The second rule prevents ambiguity between neighbouring regions. Two completed regions with the same number may not share an edge, because touching same-number cells would merge into one larger region.
- Diagonal contact does not merge regions.
- Orthogonal contact does merge same-number cells.
- A clue number is part of its final region.
- A region may twist and bend; it does not need to be a rectangle.
- All cells must be filled when the puzzle is solved.
Fillomino strategy tips
Good Fillomino strategy starts with forced small numbers. A 1 is finished immediately, and a 2 clue can only take one neighbouring cell. When a number has limited room, mark the cells it must use before working on flexible larger regions.
Look for borders between equal values. If two 3 clues cannot belong to the same three-cell region, they must be separated by other numbers. This no-touch rule is often the fastest way to break a crowded section open.

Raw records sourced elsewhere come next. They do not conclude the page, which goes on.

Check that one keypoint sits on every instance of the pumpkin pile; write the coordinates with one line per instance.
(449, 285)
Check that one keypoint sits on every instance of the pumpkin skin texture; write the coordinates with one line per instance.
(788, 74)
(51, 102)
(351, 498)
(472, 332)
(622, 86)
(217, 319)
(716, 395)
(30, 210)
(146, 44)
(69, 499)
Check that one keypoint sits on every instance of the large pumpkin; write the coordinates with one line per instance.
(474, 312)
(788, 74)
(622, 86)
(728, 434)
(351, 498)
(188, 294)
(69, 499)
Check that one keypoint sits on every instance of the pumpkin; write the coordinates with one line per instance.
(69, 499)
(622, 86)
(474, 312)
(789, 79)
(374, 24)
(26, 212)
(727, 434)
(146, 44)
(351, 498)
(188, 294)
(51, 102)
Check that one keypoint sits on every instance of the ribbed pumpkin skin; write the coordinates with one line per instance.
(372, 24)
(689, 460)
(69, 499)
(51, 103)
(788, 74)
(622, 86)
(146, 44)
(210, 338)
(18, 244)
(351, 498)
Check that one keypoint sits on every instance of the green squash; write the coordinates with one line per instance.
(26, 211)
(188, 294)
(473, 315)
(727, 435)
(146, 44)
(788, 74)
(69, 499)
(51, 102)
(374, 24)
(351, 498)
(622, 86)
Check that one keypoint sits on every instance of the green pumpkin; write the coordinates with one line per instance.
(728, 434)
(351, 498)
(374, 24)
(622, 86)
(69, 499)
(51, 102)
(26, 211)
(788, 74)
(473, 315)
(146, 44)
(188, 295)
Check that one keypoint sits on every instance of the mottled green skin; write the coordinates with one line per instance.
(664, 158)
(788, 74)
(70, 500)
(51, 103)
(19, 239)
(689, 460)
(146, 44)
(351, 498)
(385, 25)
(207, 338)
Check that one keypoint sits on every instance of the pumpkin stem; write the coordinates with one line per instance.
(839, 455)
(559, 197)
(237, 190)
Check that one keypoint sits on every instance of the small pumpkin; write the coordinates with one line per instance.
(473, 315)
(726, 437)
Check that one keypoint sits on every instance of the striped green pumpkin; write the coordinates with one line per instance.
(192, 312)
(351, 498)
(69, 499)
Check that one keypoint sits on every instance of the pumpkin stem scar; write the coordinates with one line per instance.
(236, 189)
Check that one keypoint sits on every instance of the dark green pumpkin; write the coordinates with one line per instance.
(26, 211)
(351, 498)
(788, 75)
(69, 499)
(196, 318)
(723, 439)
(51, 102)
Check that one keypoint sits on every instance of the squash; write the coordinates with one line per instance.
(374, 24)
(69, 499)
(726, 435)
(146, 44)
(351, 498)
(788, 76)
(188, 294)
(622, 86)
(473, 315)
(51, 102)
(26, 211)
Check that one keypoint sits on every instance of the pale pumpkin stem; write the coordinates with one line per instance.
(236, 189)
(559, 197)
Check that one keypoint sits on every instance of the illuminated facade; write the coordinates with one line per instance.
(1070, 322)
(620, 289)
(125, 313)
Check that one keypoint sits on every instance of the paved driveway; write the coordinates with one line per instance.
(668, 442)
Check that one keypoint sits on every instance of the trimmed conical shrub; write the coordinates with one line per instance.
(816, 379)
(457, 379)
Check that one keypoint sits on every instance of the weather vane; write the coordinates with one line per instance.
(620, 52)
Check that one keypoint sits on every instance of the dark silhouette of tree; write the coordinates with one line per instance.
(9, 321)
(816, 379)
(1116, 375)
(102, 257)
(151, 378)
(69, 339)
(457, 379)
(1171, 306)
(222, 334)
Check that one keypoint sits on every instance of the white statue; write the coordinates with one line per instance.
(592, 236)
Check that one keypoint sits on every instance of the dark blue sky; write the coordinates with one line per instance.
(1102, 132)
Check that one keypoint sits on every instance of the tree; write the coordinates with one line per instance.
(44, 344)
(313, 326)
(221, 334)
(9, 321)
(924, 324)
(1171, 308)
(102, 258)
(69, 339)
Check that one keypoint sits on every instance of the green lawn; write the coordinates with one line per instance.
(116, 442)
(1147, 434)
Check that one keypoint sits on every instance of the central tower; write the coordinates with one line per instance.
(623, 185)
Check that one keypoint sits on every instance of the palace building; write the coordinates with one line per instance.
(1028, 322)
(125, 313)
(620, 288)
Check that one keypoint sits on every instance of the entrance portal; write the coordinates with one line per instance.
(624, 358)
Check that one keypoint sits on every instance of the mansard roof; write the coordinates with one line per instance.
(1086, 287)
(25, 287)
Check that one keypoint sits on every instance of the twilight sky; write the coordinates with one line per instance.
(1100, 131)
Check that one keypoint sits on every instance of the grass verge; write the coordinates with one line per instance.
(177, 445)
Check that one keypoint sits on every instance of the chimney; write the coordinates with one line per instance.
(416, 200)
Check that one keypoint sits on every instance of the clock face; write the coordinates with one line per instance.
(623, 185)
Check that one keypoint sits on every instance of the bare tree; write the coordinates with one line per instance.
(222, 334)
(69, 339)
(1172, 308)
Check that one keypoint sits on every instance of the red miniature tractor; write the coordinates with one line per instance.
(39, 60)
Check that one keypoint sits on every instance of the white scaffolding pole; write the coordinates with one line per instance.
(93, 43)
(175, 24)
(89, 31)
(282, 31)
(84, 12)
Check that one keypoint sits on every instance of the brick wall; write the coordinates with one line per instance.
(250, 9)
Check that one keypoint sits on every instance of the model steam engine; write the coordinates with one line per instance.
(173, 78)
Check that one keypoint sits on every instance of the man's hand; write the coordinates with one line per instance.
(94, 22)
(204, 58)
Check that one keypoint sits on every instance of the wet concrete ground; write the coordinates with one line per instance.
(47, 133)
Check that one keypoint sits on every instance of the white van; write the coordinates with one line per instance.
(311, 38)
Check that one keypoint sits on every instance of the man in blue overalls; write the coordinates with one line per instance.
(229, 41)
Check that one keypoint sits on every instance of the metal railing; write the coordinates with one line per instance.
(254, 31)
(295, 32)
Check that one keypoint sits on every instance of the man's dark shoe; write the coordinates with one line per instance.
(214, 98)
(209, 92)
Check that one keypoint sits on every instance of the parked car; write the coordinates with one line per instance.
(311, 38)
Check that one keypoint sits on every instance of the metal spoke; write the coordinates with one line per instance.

- Finish 1s and constrained 2s first.
- Count how many cells each clue can still reach.
- Separate same-number regions that would become too large if they touched.
- Use nearby clues to block impossible growth paths.
- When stuck, ask which empty cells can still complete each unfinished region.
Fillomino grid sizes and difficulty
Small 5x5 Fillomino puzzles are ideal for learning the rules. A 6x6 board gives a friendly daily challenge, while 7x7, 8x8, 9x9 and 10x10 Fillomino puzzles create more room for winding regions and careful separation.
Difficulty changes more than the grid size. Easy puzzles favour direct growth, medium puzzles ask you to compare several possible regions, and hard puzzles lean on chained deductions where one region's size forces several neighbours.
- 5x5 Fillomino is a quick warm-up.
- 6x6 Fillomino is a balanced beginner-friendly size.
- 7x7 Fillomino adds more region interaction.
- 8x8 Fillomino is a roomier challenge.
- 9x9 and 10x10 Fillomino add the largest boards on this page.
- All sizes and difficulties are generated as single-solution puzzles.